I don’t know what you think. That’s why I asked.

I don’t see how those actually solve the problem other than shifting the burden onto someone else. Banks aren’t going to take a hit without trying to make up for it with other fees or costs put on other customers. And is there any evidence that a short-term tax cut for new college grads is going to do anything but undercut the ability of “old” college grads to compete in the job market?

Just because something is “the best” does not mean it’s “perfect.”

John Mace, are you familiar with The Market for Lemons? Are lemon laws a good thing? They protect consumers from information asymmetry. Or is that burdensome regulation?

Some college educations have essentially become lemons.

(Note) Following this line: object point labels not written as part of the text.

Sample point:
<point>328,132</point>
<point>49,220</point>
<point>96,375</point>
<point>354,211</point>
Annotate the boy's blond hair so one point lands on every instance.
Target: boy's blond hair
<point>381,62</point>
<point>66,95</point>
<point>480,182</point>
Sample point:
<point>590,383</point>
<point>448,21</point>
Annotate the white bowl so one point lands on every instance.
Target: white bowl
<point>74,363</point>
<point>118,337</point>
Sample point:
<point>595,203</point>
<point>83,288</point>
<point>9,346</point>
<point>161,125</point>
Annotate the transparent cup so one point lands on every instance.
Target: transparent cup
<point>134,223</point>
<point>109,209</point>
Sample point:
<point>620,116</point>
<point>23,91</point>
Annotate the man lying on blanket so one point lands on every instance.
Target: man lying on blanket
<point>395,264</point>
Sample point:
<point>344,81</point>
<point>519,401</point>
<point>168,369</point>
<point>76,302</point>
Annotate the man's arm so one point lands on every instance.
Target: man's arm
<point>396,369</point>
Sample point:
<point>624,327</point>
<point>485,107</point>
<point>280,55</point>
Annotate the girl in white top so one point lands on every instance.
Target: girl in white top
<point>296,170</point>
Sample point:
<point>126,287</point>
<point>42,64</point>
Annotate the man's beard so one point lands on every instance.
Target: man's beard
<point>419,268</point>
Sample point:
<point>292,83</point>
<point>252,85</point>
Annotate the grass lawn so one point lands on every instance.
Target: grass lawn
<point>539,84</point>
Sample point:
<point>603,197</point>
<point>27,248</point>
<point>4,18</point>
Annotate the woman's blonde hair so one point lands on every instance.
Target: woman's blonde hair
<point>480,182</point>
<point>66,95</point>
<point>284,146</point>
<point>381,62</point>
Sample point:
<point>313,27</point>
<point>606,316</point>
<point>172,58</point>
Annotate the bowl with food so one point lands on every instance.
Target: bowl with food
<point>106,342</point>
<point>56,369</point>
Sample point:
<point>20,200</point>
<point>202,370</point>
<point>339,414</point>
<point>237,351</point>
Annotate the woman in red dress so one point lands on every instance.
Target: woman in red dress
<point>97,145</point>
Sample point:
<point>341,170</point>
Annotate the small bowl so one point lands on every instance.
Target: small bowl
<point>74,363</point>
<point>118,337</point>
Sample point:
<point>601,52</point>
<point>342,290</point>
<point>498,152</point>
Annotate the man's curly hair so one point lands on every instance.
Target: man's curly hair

I wouldn’t quite go that far. But I will say that a bubble phenomenon that was seen in recent years in tech stocks and real estate might be happening now to higher education. In these situations, where even in a crash you might need an education or a home to live in, the best response is to keep your own investment conservative, your debt manageable, and your expectations reasonable.

Except that college education doesn’t meet the first criteria for such lemon markets:

And, even if it were a lemon market, lemon laws as applied to colleges would make the college refund money for a bad education. It would not hold the lender responsible. Is that what you want?

Therefore, you would presumably not respond to OWS protesters by simply saying “hey, we have capitalism and democracy, things must be fair by definition”. Which is what the original point of this thread was.